On October 17, 2014, the Supreme Court of the State of Delaware, in Official Comm. Of Unsecured Creditors of Motors Liquidation Co. v. JPMorgan Chase Bank, N.A. held that a UCC-3 termination statement that is reviewed and knowingly approved for filing by a secured party effectively extinguishes all of that party’s perfected security interests, regardless of the secured party’s subjective intent.[1] The ruling arises out of a dispute in the General Motors bankruptcy case involving a UCC-3 termination statement which inadvertently extinguished more liens than intended.
 
Background
General Motors (now, Motors Liquidation Company) (“GM”) entered into two separate financing transactions, the “Synthetic Lease” and the “Term Loan,” with JPMorgan Chase Bank, N.A. (“JPMorgan”). In 2008, UCC-3s were prepared to terminate JPMorgan’s lien in connection with the Synthetic Lease. Although counsel for the parties reviewed the UCC-3s before they were filed, neither noticed that one of the UCC-3s inadvertently included language releasing JPMorgan’s lien securing the $1.5 billion Term Loan. During GM’s Chapter 11 bankruptcy proceedings, the Unsecured Creditor’s Committee (the “Committee”) argued that this mistakenly filed UCC-3 was effective and the $1.5 billion Term Loan was unsecured. The issue went to the Delaware Supreme Court for decision.
 
The Delaware Supreme Court Decision
The Delaware Supreme Court held that the language of the Delaware UCC was clear: a UCC-3 termination statement is effective if the secured party of record “authorized” the filing to be made. Once a UCC-3 termination statement is filed, the UCC-1 financing statement to which it relates ceases to be effective, notwithstanding the subjective intent of the secured party. Citing public policy considerations, the Court reasoned it was fair that sophisticated parties bear the burden of ensuring that its filings are accurate. The UCC system is designed to promote efficiency by “permitting parties to rely in good faith on the plain terms of authorized public filings.” A holding that based the effectiveness of UCC filings on subjective intent “would disrupt and undermine the secured lending markets.” In other words, if the Court embraced JPMorgan’s theory, “no creditor could ever be sure that a UCC-3 filing it truly effective, even where the secured party itself authorized the filing, unless a court determined after costly litigation that the filing was in fact subjectively intended.”
 
Practical Implications
The Delaware Supreme Court’s decision highlights the importance of having a strong review process for UCC filings. Because Pennsylvania’s statutory language in the relevant sections is nearly identical to Delaware’s UCC, a Pennsylvania court faced with a similar issue may look to this decision for guidance in interpreting its own UCC law.

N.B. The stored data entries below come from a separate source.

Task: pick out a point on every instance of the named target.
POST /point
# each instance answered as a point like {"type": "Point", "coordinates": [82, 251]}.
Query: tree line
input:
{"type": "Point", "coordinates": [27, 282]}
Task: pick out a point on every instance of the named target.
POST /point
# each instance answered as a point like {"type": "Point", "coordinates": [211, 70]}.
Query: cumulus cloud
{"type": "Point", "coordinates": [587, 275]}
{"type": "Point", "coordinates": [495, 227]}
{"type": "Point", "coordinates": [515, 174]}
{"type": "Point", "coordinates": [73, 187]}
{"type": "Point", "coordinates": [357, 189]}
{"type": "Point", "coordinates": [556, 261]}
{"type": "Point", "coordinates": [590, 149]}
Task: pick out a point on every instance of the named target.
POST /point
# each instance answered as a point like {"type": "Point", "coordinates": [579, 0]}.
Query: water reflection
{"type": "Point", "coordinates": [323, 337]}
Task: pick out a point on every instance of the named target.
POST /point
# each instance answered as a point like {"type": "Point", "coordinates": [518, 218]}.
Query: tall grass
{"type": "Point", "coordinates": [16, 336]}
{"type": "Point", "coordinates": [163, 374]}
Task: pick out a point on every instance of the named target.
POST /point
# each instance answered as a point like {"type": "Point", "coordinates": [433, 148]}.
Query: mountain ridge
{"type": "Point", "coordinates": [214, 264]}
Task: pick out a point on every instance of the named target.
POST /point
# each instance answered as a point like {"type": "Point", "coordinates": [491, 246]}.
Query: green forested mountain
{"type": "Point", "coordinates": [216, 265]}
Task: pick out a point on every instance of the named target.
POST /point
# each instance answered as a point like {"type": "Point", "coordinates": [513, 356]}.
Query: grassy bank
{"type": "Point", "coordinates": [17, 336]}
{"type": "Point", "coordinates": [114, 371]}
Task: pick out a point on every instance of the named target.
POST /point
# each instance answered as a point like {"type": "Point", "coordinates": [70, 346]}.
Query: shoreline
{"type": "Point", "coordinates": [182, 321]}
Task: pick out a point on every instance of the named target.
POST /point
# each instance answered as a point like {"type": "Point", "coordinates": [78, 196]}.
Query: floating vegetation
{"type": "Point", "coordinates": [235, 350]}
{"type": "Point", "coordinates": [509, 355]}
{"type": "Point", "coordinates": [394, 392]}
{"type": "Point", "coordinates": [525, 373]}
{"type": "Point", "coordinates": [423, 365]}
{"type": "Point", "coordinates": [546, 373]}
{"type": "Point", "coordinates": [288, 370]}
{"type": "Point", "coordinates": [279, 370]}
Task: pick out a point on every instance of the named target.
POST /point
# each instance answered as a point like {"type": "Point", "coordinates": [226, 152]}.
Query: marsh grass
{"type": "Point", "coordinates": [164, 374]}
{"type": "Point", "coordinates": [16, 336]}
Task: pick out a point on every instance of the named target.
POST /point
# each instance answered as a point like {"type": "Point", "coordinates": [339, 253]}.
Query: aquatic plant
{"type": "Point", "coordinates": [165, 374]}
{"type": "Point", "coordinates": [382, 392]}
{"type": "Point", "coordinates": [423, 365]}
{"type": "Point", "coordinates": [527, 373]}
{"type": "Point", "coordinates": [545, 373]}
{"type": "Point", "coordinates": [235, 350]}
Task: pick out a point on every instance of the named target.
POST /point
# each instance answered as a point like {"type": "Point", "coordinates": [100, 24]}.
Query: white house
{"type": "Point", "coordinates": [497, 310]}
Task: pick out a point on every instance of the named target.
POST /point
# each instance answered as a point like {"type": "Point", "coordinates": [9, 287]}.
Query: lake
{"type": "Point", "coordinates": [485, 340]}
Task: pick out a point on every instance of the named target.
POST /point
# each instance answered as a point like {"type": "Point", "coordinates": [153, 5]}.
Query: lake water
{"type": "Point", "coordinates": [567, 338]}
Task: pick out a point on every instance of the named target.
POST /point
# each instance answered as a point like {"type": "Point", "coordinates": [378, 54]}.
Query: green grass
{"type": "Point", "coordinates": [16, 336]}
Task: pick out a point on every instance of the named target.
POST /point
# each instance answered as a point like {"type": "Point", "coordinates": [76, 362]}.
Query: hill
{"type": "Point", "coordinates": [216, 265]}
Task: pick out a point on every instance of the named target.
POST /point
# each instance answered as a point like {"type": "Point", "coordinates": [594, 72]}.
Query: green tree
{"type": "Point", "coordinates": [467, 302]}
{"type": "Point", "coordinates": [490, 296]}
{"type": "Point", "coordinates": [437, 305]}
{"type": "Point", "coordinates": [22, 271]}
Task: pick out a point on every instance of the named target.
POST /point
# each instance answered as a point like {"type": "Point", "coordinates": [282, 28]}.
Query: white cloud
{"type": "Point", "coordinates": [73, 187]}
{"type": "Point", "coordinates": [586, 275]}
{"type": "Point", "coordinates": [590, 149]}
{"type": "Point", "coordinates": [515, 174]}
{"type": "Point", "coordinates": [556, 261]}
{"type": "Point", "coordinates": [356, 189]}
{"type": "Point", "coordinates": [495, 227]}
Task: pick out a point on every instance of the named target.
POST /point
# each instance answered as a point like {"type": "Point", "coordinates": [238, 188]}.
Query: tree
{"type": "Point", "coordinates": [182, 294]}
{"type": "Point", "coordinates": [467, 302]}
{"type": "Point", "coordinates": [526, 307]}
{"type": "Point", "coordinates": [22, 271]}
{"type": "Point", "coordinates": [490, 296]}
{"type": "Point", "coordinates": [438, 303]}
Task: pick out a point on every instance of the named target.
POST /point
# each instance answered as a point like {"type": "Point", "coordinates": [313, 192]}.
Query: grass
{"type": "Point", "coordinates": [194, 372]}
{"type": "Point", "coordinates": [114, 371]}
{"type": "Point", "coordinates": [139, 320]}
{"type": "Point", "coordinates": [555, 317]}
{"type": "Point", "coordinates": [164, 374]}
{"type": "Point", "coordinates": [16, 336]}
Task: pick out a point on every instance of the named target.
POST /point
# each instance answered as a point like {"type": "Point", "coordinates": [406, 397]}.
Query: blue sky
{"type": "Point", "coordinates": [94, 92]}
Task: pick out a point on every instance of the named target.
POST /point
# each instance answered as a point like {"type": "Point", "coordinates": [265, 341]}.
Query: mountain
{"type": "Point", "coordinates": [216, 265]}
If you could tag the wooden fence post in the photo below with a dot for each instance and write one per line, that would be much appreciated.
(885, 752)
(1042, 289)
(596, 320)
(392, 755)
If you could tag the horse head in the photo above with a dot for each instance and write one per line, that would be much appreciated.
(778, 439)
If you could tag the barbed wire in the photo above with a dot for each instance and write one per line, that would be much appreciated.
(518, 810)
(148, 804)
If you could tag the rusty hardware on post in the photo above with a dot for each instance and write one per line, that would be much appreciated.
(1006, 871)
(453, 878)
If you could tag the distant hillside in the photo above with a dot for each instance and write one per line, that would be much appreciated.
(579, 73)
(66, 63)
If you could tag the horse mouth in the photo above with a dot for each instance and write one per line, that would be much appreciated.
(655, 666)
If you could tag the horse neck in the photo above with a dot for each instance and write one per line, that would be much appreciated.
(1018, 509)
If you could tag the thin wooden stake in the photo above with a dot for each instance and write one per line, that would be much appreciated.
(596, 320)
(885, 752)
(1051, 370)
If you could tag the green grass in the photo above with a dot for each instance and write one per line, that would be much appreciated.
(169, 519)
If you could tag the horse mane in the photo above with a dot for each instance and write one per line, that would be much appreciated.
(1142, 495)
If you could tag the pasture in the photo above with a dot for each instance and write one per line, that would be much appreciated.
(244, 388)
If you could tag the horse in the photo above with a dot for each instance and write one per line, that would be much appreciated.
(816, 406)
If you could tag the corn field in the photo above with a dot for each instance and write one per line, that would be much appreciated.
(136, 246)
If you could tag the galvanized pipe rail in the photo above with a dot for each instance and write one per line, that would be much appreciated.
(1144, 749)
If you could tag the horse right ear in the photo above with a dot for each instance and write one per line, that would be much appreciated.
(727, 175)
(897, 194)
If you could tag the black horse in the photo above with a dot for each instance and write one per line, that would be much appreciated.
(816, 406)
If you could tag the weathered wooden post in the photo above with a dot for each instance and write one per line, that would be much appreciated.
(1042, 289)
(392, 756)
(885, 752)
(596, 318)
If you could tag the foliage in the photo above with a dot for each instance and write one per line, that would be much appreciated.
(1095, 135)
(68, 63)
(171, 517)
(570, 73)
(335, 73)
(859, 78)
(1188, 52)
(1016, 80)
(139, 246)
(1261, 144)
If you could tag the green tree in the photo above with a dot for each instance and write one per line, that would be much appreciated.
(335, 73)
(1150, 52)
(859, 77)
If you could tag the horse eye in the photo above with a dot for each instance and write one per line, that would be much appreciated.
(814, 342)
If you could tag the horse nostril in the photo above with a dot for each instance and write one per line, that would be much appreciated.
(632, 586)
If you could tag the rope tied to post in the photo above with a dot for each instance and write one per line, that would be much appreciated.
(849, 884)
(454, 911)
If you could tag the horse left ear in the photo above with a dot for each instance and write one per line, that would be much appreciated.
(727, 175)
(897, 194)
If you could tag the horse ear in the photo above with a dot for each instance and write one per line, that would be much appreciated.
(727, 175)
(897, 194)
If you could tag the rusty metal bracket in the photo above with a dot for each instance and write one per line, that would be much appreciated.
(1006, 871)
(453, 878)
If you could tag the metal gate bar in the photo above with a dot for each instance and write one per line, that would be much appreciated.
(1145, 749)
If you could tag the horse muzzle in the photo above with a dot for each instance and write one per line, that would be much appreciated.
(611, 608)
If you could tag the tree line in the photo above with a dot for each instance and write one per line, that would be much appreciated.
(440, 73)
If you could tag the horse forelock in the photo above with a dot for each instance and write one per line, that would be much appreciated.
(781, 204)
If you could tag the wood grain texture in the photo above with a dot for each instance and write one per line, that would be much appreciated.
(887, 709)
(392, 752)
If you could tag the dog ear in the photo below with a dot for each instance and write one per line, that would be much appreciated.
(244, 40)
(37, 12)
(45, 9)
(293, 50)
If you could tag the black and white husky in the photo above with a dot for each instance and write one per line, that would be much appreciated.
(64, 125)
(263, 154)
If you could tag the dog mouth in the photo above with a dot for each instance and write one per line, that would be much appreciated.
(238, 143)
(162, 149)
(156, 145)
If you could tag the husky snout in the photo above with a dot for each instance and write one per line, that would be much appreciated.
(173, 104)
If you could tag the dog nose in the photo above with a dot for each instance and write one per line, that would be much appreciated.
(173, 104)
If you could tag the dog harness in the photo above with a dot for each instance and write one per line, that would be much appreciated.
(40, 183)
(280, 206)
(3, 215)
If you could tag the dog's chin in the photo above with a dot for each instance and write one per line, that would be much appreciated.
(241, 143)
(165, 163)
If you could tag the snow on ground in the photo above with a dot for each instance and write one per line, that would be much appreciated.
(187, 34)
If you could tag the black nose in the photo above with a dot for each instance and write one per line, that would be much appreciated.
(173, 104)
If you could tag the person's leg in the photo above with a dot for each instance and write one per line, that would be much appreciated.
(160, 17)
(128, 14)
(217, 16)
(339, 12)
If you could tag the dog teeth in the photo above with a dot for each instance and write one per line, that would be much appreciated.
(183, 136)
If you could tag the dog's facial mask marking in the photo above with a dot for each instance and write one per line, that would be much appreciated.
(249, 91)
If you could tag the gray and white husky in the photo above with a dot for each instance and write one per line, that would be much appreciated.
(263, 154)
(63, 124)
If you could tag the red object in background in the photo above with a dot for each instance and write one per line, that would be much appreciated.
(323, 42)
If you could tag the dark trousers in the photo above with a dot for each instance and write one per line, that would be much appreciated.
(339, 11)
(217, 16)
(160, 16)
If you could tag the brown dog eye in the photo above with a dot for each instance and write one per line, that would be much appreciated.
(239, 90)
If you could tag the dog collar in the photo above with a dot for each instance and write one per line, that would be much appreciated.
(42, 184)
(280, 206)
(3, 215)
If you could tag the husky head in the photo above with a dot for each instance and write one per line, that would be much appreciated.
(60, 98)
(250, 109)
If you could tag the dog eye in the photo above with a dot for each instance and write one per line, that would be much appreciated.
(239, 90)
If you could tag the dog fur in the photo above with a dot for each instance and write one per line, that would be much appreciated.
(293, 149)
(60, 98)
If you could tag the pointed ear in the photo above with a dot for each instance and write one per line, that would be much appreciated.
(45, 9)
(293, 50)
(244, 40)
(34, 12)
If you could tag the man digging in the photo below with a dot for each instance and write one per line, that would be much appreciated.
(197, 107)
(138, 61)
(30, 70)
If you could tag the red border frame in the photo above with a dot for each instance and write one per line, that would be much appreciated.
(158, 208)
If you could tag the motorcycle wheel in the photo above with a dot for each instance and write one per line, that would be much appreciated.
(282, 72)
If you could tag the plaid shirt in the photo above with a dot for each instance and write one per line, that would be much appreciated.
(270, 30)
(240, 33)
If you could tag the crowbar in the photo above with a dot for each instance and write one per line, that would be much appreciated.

Secured parties and their counsel should continue to carefully and closely scrutinize any UCC-1 financing statements and UCC-3 termination statements or amendments before they are filed. This case is also an important reminder to exercise caution before granting blanket authorizations to file termination statements. Finally, this case highlights the importance of conducting regular reviews of UCC filings to ensure that security interests remain perfected.